TourMaG.com - Vous affirmez que l’engouement autour de la RSE est retombé ?

Rodolphe Lenoir :
C'est factuel. On le voit dans la reprise de l'aérien.

Les gens adhèrent, globalement à cette idée d'écologie, à 80-90 %. Après, quand on leur demande s’ils sont prêts à prendre plus de temps pour voyager ou payer un peu plus cher, etc… ? Alors là, ça retombe à 20-30 %.

Je pense que ça évolue doucement.

Après, en termes de RSE, tout n’a pas été abandonné. Il y a eu un changement structurel plus fort dans le voyage d'affaires.

Si le voyage d'affaires n'a pas repris, c'est qu'il y a des habitudes qui ont changé. La politique RSE d'une entreprise a un impact sur sa politique de voyage. On fait moins d’allers-retours à la journée en avion en Europe. Et c'est bon pour le carbone.

Idem, les normes dans l'événementiel sont vraiment importantes.

Après, les acteurs loisirs eux-mêmes font des efforts.

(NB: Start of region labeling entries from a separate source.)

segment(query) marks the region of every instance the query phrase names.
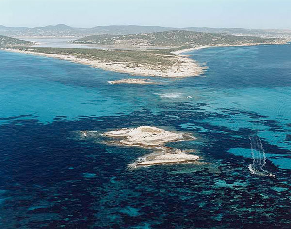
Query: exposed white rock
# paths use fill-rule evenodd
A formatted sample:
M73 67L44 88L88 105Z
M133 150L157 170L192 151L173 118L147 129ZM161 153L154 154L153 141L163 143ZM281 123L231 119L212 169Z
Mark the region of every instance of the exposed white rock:
M159 146L166 142L195 139L182 133L174 133L148 126L141 126L137 128L123 128L107 132L104 135L109 137L126 137L125 139L120 141L123 144L146 146Z
M128 146L140 146L148 148L155 148L156 151L138 158L129 166L154 165L175 163L192 162L199 158L196 155L164 146L167 142L195 139L192 136L183 133L174 133L156 127L141 126L137 128L123 128L104 134L109 137L123 138L119 142ZM191 151L192 152L192 151Z
M120 84L122 83L127 83L129 84L155 84L156 82L150 81L149 79L122 79L116 81L107 81L108 83L111 84Z
M165 149L162 149L161 152L155 152L138 159L133 163L129 164L129 167L134 168L157 164L191 163L199 158L198 156L185 153L179 149L174 149L174 153L169 152Z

Dans l'hôtellerie, beaucoup de choses ont été mises en place sur les circuits courts.

C'est un peu noir de dire tout est retombé, mais dans la conscience des clients, entre un voyage au Maroc en avion qui coûte 399 euros et la location d’une voiture électrique pour aller à Bretagne, qui va coûter plus cher.

Je pense que beaucoup de familles choisissent le Maroc. Ce n'est pas la destination, c'est n'importe quelle destination, mais c’est le prix.

TourMaG.com - Est-ce qu'il y a d'autres sujets à surveiller pour les mois ou années à venir ?

Rodolphe Lenoir :
Je pense qu'il y a une situation géopolitique forte. C'est évident.

Autre sujet dans le mois à venir : les JO de Paris.


TourMaG.com – Les JO sont-ils une opportunité ?

Rodolphe Lenoir :
Ils sont là, donc, il faut les transformer en opportunité. Les JO de Paris 2024 auront un impact négatif. Air France vient de communiquer sur les chiffres.

J’ai vécu la Coupe du monde 98 chez Air France. A chaque fois, on se dit que ça va générer plein de trafic, mais c'est toujours la même chose : il y a du trafic anticipé pour les gens qui vont à l'événement, mais tous les autres, ils ne veulent plus y aller.

Ceux qui se sont trop envolés sur les prix, ont mal géré cette opportunité.

Après, il y a un sujet à court terme. Comment optimiser l'existant ? Je pense que les JO vont créer une opportunité. Si on regarde Barcelone, les JO ont transformé l’image de la ville. Ils ont été le début du boost du tourisme.

Je vis à Marseille, j'ai vécu l'arrivée de la flamme à Marseille. Je peux vous dire que c'était une dynamique fantastique. Une image extraordinaire de Marseille.